Neurogenesis is the process by which neurons are born during the development of an animal. The nervous system entails great cellular diversity and is the most complex of any organ system. A developing animal needs to harness sophisticated cellular and genetic mechanisms to ensure the orderly generation of large numbers of neurons in the right places and times, and in the right numbers. A long history of molecular genetic studies in the fruit fly,
Drosophila melanogaster
, has provided many insights into how this is achieved. Neurogenesis involves the initial patterning of the ectoderm, the formation of neural precursor cells from the ectoderm and the formation of neurons from these precursors through fixed lineages involving asymmetric cell division. Many of the concepts uncovered apply to neurogenesis in other animals. Indeed, many of the molecular mechanisms are highly conserved.
Key Concepts:
The fruit fly has relatively few neurons in its nervous system, making it tractable to detailed developmental analysis.
The arrangement of these neurons is, as far as is known, very precisely determined by the mechanisms controlling neurogenesis during development.
Neurons are the progeny of neural precursor cells that derive from the ectoderm.
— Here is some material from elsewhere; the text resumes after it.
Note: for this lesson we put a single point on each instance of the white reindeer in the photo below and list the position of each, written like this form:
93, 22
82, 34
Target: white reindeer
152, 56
The precursor cells are specified by the action of proneural transcription factors, which are opposed by Notch signalling in the process of lateral inhibition.
At their formation, the precursors are already specified to contribute specific neuronal progeny via fixed lineages of cell division.
For the PNS, neural precursor identity is endowed by proneural factors, their cofactors.
For the CNS, neuroblasts have unique identities according to their location, due to their inheriting different combinations of ectodermal patterning factors.
Within the fixed division lineages, cellular diversity arises through asymmetric cell division, which is driven largely by asymmetrically localised and inherited cell fate determinants.